Kültür ve Turizm
Bakanlığı, Türkiye'den kaçırılan ve 'Yıldız Avcısı' (Guennol Stargazer)
olarak bilinen 5 bin yıllık mermer tarihi eserin iade talebinin ABD yargısı
tarafından reddedildiğine ilişkin kararı temyiz edecek.
Türkiye, New York'ta Christie's Müzayede Evi tarafından 28 Nisan 2017 tarihinde
düzenlenen müzayedede satışa sunulan Kiliya tipi mermer idolün izini sürdü.
Kültür ve Turizm Bakanlığı uzmanlarının yaptığı araştırmada Kiliya tipi
idollerin Anadolu dışında başka hiçbir ülkede gerçekleştirilen kazılarda
bulunmadığı belirlendi. Söz konusu eserin ABD’de ilk kez 1960'lı yıllarda
görüldüğü ve o yıllarda kültür varlıklarının devlet malı olduğu saptandı.

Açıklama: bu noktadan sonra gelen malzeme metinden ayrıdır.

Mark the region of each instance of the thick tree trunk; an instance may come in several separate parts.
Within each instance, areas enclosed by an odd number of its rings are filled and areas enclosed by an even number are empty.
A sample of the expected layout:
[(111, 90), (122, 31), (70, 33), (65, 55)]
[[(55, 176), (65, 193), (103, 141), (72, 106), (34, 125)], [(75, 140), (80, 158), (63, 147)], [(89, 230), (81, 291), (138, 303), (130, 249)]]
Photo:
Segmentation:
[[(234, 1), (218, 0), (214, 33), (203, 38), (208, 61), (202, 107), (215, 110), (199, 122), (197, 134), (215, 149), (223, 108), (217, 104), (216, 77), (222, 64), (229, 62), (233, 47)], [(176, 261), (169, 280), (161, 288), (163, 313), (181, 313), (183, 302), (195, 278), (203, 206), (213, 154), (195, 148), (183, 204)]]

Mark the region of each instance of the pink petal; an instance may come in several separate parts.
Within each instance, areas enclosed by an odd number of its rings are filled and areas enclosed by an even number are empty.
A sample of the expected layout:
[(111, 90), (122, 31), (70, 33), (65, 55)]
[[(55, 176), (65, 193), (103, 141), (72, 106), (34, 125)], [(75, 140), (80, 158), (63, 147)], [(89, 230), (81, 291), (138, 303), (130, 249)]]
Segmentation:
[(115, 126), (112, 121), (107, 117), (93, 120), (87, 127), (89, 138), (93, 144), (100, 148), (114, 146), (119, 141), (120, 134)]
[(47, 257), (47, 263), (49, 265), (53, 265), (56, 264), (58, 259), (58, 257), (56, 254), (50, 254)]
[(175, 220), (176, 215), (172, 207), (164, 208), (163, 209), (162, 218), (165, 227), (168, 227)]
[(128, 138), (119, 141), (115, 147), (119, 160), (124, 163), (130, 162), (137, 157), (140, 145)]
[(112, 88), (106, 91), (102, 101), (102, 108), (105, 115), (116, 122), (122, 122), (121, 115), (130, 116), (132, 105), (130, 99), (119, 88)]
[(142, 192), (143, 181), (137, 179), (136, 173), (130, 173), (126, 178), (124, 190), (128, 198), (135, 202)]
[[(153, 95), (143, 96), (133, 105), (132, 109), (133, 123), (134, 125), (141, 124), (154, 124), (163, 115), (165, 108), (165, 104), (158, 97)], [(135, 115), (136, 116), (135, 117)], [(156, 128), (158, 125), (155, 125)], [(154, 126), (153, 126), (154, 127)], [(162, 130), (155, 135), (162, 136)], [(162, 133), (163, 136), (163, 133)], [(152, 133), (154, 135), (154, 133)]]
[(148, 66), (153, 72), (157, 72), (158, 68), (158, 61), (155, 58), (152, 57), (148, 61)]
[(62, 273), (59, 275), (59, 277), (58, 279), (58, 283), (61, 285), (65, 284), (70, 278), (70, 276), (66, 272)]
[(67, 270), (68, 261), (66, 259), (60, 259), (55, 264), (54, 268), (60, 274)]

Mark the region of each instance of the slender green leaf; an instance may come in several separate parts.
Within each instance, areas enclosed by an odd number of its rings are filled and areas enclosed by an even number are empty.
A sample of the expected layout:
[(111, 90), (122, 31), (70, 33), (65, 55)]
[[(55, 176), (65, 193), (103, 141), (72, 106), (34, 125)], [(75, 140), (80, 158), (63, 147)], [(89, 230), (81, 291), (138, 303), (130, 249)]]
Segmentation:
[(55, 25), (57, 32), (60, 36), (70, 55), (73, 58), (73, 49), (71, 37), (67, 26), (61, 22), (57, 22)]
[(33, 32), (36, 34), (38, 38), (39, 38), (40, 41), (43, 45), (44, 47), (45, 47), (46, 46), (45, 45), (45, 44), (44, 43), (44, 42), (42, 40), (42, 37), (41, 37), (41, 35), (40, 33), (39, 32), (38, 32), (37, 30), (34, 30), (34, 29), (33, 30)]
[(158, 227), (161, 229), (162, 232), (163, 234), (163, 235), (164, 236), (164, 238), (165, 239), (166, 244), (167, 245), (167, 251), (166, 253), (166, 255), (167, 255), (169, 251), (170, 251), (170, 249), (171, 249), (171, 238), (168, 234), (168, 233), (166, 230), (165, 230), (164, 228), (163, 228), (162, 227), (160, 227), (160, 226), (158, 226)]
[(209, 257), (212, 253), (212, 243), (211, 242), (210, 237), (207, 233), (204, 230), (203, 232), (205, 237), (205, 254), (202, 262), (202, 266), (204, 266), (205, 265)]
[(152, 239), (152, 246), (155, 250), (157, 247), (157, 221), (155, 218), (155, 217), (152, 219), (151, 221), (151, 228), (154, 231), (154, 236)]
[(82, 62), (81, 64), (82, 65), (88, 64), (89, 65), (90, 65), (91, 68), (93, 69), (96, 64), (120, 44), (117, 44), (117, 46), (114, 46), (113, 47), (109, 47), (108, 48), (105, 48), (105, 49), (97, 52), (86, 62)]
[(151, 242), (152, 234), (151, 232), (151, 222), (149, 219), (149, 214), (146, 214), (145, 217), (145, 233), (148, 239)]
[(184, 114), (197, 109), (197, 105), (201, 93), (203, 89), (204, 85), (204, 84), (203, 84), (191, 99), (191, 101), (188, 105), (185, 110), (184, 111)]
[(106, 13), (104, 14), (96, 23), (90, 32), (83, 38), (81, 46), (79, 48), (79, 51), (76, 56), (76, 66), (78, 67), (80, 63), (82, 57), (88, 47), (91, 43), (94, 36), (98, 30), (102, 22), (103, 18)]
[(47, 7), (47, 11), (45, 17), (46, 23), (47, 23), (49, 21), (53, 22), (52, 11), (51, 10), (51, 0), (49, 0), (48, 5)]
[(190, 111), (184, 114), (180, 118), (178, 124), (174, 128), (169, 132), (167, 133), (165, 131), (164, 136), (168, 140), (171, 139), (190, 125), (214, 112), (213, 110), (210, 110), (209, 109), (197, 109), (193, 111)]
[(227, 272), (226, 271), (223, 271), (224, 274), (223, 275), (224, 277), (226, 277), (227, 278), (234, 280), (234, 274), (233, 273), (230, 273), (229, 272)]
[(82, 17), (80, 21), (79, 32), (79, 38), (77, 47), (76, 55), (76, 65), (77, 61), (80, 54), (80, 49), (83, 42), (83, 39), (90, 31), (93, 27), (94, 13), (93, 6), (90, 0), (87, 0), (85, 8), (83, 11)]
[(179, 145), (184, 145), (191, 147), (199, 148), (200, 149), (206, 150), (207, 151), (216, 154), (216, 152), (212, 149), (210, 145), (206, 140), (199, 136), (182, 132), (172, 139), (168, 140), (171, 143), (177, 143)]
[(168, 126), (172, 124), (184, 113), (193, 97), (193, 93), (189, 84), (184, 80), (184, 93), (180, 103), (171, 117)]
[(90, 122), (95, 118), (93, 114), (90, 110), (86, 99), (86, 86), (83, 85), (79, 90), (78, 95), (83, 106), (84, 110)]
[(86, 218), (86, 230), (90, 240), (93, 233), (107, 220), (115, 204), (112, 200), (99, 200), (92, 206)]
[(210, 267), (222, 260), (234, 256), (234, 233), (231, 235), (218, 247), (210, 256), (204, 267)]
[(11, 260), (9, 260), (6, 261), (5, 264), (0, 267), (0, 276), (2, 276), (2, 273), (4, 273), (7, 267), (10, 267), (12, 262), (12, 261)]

Michael Steinhardt'ın da eseri şaibeli üne sahip olduğunu bildiği bir tacirden satın
aldığı tespit edildi.
Bunun üzerine Türkiye, eserin iadesi için Christie's Müzayede Evi'ne dava
açtı. Ancak ABD yargısı, Steinhardt'ın eserin kökeninin Türkiye olduğunu
bildiğini inkar etmemesine rağmen iade talebini reddetti. Hakim Alison Nathan,
Türkiye'nin, tarihi eser 2017 yılında Christie's Müzaye Evi tarafından satışa
sunulana kadar harekete geçmediğini ve dava açmakta geciktiğini gerekçe göstererek
iade talebini reddetti.
Kültür ve Turizm Bakanlığı, söz konusu müzayede evi tarafından düzenlenen açık
artırmada 14,5 milyon dolara satılan esere ilişkin yargı kararını temyize
taşımaya karar verdi. Öte yandan bakanlık uzmanları, eserin ülkeden 1960’lı
yıllarda çıkarılmış olmasına karşın Türkiye’nin bu davayı kazanması ihtimalinin
ABD’deki pek çok koleksiyonu zora sokabileceğini dile getirdi. Davanın
Türkiye'nin lehine sonuçlanmasının, zaman aşımı gibi dayanaklarla adeta
aklanmış olan eserleri sorgulanabilir hale getireceği belirtildi.
Ayrıca ABD’de mukim koleksiyoncular arasında koleksiyonlarında bulunan
eserlere daha da değer katmak ve bu eserleri bir nevi meşrulaştırmak için büyük
müzelere ödünç vermek yönünde bir eğilim olduğuna dikkat çekildi. Bu bağlamda
Michael Steinhardt tarafından Metropolitan Müzesi’ne ödünç verilmiş eserin
burada sergilenmiş olmasının, hakimin kararını davalı taraf lehine
çevirmekte etkili olduğu kaydedildi. Türkiye’nin beklentisinin kaçak yollarla
elde edildiği bilinen bu tür eserlerin belli bir sistemin içinde aklanmasının
karşısında duracak tutum ve kararlar yönünde olduğu bildirildi.